Omnicom and IPG jointly cut headcount by 8,200 in 2025

Combined staff numbers fell 6.4% as Omnicom took over IPG.

John Wren and Philippe Krakowsky: Wren announced 4000 redundancies on 1 December

Omnicom and Interpublic shed 8,200 roles across the two groups last year, in the run-up to the completion of their merger and a subsequent restructure in December. 

Omnicom’s annual report showed its total headcount jumped by more than 45,000, or 60%, to 120,000 at 31 December 2025, after acquiring IPG. That compared with 128,200 that the two companies employed in aggregate at the end of December 2024 — 74,900 at Omnicom and 53,300 at IPG.

The headcount reduction of 8,200 amounted to a 6.4% decline and likely came through a mix of redundancies, natural attrition and agency disposals.

It was the second year in a row where both Omnicom and IPG cut staff. Their combined headcount was 133,300 at the end of December 2023, when the two companies, led by John Wren, the chief executive of Omnicom, and Philippe Krakowsky, the then chief executive of IPG, first began to explore a potential merger.

IPG lost 3200 heads in the first nine months of 2025, after losing a string of big accounts, according to its Q3 financials, its final results as a public company. Omnicom did not disclose a number but likely shed close to 5000 during 2025, based on the end-of-year figure in the annual report.

Wren announced 4,000 redundancies on 1 December as part of a sweeping restructure, with the aim of completing the cuts by the end of the year. It was not clear whether all of those job losses were fully reflected in the 120,000-strong headcount number in the annual report.

Omnicom went on to announce last week at its Q4 results that it was doubling the target for annual synergies from the IPG acquisition to $1.5 billion by 2028, with $1 billion of those savings coming from “labour-related” costs.

The US agency group said it will accelerate plans to offshore more jobs to low-cost locations and outsource other roles to third parties.
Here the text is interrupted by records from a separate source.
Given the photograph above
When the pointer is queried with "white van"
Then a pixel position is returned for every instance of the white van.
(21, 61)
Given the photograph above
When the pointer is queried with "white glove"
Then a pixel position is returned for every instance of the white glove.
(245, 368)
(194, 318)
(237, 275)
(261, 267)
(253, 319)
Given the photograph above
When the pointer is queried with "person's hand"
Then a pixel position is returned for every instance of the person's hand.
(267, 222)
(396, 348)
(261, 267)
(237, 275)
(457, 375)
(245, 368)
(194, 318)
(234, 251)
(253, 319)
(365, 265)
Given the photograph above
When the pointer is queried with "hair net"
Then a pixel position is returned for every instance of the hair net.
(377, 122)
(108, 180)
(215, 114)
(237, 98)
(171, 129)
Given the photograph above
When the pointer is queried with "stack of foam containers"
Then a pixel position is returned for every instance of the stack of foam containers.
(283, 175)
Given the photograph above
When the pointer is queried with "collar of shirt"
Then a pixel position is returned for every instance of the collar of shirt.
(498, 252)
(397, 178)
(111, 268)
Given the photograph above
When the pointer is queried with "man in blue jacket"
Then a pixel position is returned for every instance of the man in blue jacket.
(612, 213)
Omnicom previously said at the time of the December restructure that its headcount would end up at about 105,000. It is understood the company expects to achieve that by mid-2028, based on the timetable set out at the Q4 results.

It means that Omnicom is set to lose a further 15,000 roles over the next three years.
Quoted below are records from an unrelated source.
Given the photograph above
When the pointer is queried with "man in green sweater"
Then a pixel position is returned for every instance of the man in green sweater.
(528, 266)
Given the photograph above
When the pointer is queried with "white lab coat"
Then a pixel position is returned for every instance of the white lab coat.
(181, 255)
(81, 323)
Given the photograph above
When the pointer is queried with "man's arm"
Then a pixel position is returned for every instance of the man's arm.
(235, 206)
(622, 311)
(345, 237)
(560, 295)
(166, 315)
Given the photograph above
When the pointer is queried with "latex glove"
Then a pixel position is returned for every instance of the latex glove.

A significant part of the headcount reduction is likely to come from agency disposals, as Wren has said that Omnicom plans to lose about 10,000 heads from the payroll by exiting non-core businesses or selling majority stakes. Examples include R/GA, which IPG sold last year, and Jack Morton, which Omnicom exited at the start of 2026.

Omnicom’s 120,000-strong headcount is made up of 37,700 in the US, 17,600 in the rest of the Americas, 38,000 in EMEA and 26,700 in Asia-Pacific, according to the annual report.

US headcount jumped 72% last year, reflecting IPG’s greater exposure to its home market.

The rest of the Americas — where Omnicom has low-cost centres in Colombia and Costa Rica — also increased staff numbers strongly, with an 89% rise.

Asia-Pacific was up 58% and EMEA was up 42%.

The US is Omnicom’s biggest market by revenue, generating more than 50% of global turnover, and the UK is next largest, generating close to 10%.

The annual report also confirmed Omnicom paid $8.9 billion for IPG in the all-stock deal. IPG was valued at over $13 billion when the two companies first agreed terms in December 2024. However, the valuation was linked to Omnicom’s stock price, which fell by about 30% by the time the acquisition closed last November amid investor concerns and wider uncertainty about the agency sector.